Man of the Land


Harry Orlyk was born in Troy, New York in 1947. In 1971 after graduating college, he went on to graduate school at the University of Nebraska at Lincoln. Over the next nine years, he was influenced by several Nebraskan artists. “Still-life painter Robin Smith taught me how to use paint without turpentine – to paint from the tube.” He also admits the influence of photographer Lawrence McFarland who taught him what spiritual space was, and how to emphasize it. Lastly he credits well-known Lincoln painter Keith Jacobshagen with having impressed on him the importance of routine. He currently resides with his family in Salem, New York, near the Vermont border.

Process Orientation

harry orlyk landscape painter “A quarter century of painting has been an act of the imagination to determine who and what I am with respect to the earth and sky. Process, rather than product oriented, searching for the daily painting, has become a way of living in relationship with the earth. To become a human being, a part of nature rather than someone separate observing it from the outside, like hunter-gathers, I am led from one opportunity to the next, being directed by seasonal stages.
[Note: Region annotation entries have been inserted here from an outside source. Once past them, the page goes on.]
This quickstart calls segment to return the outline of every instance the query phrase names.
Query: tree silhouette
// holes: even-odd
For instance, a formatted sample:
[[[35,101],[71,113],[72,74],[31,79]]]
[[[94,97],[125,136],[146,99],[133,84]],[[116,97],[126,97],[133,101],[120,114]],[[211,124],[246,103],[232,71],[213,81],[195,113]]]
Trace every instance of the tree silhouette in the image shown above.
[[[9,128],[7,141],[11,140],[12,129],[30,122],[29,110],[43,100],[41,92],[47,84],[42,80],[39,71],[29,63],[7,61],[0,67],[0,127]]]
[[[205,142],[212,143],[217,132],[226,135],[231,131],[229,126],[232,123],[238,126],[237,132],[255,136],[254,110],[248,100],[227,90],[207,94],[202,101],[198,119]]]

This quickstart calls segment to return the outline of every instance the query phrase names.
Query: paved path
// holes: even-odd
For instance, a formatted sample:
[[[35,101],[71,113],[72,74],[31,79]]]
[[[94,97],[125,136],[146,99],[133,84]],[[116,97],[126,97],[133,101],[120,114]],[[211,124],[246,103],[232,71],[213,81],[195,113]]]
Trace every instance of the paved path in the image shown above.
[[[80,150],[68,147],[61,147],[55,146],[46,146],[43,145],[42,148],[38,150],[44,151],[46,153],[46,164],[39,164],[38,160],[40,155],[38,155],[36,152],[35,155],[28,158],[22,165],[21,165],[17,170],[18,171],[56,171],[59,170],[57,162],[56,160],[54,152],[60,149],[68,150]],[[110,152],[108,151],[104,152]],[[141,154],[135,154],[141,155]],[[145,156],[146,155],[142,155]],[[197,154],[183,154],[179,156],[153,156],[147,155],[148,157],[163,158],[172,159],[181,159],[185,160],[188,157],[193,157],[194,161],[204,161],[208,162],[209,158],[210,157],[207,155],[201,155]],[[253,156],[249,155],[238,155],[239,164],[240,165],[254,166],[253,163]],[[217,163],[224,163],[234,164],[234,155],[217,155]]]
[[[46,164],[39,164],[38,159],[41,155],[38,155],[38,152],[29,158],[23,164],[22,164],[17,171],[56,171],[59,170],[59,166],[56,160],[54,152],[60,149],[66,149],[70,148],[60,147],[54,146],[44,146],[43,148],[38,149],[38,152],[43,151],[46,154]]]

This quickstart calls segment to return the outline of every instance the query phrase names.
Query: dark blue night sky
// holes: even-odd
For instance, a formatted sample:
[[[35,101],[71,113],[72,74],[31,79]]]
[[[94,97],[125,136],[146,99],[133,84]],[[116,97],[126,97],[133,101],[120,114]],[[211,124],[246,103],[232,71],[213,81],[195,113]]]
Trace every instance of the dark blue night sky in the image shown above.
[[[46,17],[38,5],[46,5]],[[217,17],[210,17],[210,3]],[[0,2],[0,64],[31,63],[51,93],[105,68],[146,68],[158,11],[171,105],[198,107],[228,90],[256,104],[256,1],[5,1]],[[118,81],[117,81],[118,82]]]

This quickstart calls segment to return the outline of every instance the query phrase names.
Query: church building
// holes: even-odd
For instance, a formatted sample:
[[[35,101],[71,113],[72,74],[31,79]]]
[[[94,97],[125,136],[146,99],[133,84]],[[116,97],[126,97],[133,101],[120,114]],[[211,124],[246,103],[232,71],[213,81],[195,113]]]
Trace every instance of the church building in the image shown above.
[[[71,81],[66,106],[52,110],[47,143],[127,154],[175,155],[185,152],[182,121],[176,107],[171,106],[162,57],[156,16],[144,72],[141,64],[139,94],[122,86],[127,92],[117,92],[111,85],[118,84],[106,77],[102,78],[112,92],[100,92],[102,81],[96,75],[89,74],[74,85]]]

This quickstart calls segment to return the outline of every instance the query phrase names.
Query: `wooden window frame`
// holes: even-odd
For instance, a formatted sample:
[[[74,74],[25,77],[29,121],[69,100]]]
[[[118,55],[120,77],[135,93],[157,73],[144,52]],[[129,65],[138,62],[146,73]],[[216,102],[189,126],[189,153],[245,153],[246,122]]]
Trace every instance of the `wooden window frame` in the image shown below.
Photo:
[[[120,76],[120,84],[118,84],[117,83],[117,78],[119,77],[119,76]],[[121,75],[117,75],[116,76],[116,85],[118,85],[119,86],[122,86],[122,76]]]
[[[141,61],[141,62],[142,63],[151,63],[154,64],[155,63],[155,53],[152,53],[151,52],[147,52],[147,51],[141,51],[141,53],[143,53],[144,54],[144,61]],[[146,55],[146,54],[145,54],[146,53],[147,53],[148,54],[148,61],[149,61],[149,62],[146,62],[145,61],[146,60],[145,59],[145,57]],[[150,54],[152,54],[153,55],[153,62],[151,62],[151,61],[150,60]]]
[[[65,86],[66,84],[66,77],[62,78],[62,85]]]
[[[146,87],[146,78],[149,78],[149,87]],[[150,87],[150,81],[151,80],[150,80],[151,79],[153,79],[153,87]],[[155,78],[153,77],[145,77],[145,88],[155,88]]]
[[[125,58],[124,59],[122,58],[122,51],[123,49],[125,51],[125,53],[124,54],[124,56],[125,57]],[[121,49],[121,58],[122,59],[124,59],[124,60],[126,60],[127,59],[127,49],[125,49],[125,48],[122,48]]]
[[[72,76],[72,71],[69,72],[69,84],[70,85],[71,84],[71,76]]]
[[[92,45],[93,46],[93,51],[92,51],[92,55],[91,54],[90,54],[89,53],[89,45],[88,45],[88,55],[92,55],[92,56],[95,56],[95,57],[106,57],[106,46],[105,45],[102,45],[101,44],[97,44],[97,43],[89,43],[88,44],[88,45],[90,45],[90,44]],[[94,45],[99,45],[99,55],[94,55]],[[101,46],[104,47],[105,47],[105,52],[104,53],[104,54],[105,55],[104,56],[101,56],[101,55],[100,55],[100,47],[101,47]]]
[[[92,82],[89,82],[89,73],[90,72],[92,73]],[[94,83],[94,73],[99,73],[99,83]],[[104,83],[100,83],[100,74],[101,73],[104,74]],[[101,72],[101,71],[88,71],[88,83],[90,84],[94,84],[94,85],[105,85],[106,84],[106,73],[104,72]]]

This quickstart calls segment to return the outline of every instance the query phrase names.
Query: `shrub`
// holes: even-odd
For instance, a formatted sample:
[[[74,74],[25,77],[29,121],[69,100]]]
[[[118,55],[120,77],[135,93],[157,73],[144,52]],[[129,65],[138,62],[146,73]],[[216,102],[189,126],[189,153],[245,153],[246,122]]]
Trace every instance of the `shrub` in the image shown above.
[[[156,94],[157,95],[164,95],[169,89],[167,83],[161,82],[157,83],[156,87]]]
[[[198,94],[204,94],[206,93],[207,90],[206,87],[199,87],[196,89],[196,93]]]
The relationship has become the trust I give it to show me where my next painting will be. Each painting entails facing a swath of creation and observing something of its story, becomes a long log of small truths.”

Living in the moment…

harry orlyk paint “Sitting in the cold in a traditional way, I paint what is before me, sometimes as still as the Eskimo who earns his family’s meal by waiting and watching and thinking. He kills an animal; I make an image. We are linked together by our years of long studied views across a common land. I am so cold sometimes with the windows of my black Dodge van rolled up tight (I never turn on the engine once parked to paint, afraid of carbon monoxide). In a cold-induced trance, painting continues all by itself. Often the final dim presence of light exits while both hands are still at work and I do not know what I have made until the painting is brought into the light of a room.”